- Origin: Canada
- Years active: 1967–1968
- Past members: Bruce Cockburn; Neil Merryweather; Marty Fisher; Gordon MacBain;

= The Flying Circus (Canada) =

Defunct Canadian folk rock band

The Flying Circus were a short-lived Toronto-based group fronted by singer/songwriter, Bruce Cockburn. The band, which was active between late 1967 and early 1968, also featured Neil Merryweather and future Mapleoak members, Marty Fisher and Gordon MacBain.

==The Mynah Birds==
After leaving The Mynah Birds (sometimes spelt Myna Byrds) in early September 1967, Neil Lillie (later better known as Neil Merryweather) was introduced to ex-Esquires member Bruce Cockburn through The Five Man Electrical Band.

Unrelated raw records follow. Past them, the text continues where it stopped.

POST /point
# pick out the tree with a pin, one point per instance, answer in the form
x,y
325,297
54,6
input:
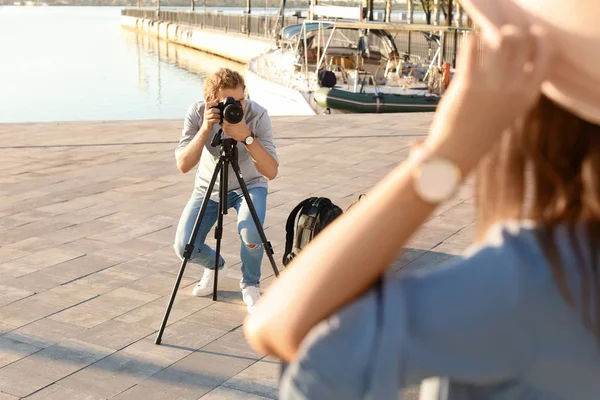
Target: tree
x,y
427,6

The pair decided to launch a new group and recruited former Bobby Kris & The Imperials members Martin Fisher and Gordon MacBain who were playing at the Concorde Tavern in Toronto at the time.

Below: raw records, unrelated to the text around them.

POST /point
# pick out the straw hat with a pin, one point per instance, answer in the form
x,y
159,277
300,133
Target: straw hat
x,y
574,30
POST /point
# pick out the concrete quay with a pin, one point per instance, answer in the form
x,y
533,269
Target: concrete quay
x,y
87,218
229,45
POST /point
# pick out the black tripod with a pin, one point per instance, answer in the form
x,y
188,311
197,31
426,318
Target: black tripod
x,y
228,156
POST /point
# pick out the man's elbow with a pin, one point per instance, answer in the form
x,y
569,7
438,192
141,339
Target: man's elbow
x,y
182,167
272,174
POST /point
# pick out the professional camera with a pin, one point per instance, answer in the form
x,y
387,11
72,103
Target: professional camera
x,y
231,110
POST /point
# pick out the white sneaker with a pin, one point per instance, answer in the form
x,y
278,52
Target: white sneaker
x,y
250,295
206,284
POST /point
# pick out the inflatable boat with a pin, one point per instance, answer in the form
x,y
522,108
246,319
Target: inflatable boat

Signed to Harvey Glatt’s management, The Flying Circus recorded a number of unreleased tracks in Toronto during late 1967, including Cockburn’s “Flying Circus”, “She Wants To Know”, “I’m Leaving You Out” and “Mother” as well as Lillie’s “Last Hoorah” and “Elephant Song” and Fisher and MacBain’s “Where Is All The Love”. During the same sessions, the band also recorded songs by Cockburn’s former The Children cohort, William Hawkins, such as “Merry Go Round”, “It’s A Dirty Shame” and “Little Bit Stoned”.

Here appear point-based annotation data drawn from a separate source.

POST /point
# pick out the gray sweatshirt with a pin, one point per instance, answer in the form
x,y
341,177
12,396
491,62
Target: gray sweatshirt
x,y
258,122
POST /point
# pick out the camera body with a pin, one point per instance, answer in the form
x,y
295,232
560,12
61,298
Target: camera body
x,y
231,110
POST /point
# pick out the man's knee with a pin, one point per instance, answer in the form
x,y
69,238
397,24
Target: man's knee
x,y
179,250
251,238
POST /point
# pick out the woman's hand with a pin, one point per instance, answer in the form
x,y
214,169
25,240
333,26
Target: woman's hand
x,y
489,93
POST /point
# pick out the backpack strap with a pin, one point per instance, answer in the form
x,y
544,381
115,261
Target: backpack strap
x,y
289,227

Around this time, the group also recorded a few tracks with another former Children member Sandy Crawley, which were never released.

On October 1, the band began a residence at Le Hibou in Ottawa. The following month, from November 14–18, 1967, The Flying Circus played at the Riverboat in Toronto. Over the next few months, the group also opened for Wilson Pickett and Roy Orbison at the Capitol Theatre in Ottawa.

==The Flying Circus becomes Olivus==
In early March 1968, Lillie left to form Heather Merryweather and was replaced by former Livingstone’s Journey member Dennis Pendrith. The group’s road manager, Michael Ferry (Lee Jackson of Jon and Lee & The Checkmates) suggested that the group should change name to Olivus.